The two EZ10 shuttles, made by French firm Easymile, use laser sensors to analyse the surroundings, and for the moment will have their own dedicated lane on Charles de Gaule bridge. These buses have a seating capacity of six passengers and will travel with an operative on board to oversee each trip.
During the experiment period, passengers crossing the bridge between Austerlitz and Gare de Lyon train stations will be able to travel more conveniently and for free. The electric shuttles will operate seven days a week (from 2 p.m. until 8 p.m.) and will be recharged at night.
Public transport company RATP will conduct the experiment and survey passengers about the new service. Information about its performance, reliability, and operating safety will also be collected.
Paris authorities have been trying to crack down carbon emissions by promoting public transport as well as introducing several car bans in the city.
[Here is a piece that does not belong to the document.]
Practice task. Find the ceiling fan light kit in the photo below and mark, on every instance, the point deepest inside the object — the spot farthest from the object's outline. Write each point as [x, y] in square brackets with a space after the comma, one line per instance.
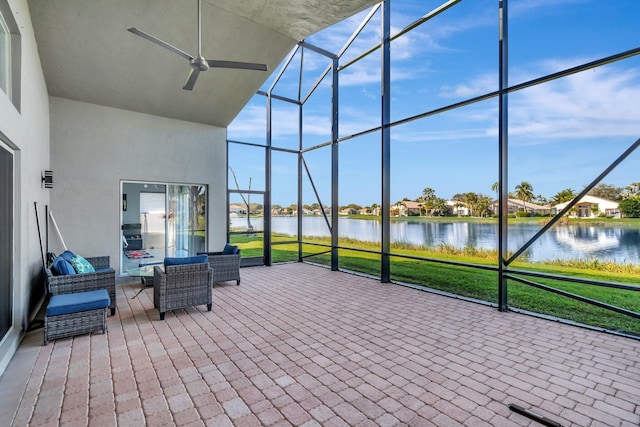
[198, 63]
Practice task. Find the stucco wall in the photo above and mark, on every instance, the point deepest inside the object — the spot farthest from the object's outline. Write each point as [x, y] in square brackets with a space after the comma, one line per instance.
[93, 148]
[25, 132]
The last one, which affects diesel vehicles built between 1997 and 2000, went into effect also on Monday.
Mayor Anne Hidalgo hopes that the experiment with this bus line will give a strong signal to Parisians and tourists, helping to “make Paris the world capital for innovation and energy transition.”
“The advent of driverless technologies now opens new outlooks and will make it possible to give far more space to soft and electric modes of transport”, she said.
The city is already working on a similar connection between Château de Vincennes and the floral park in Vincennes forest.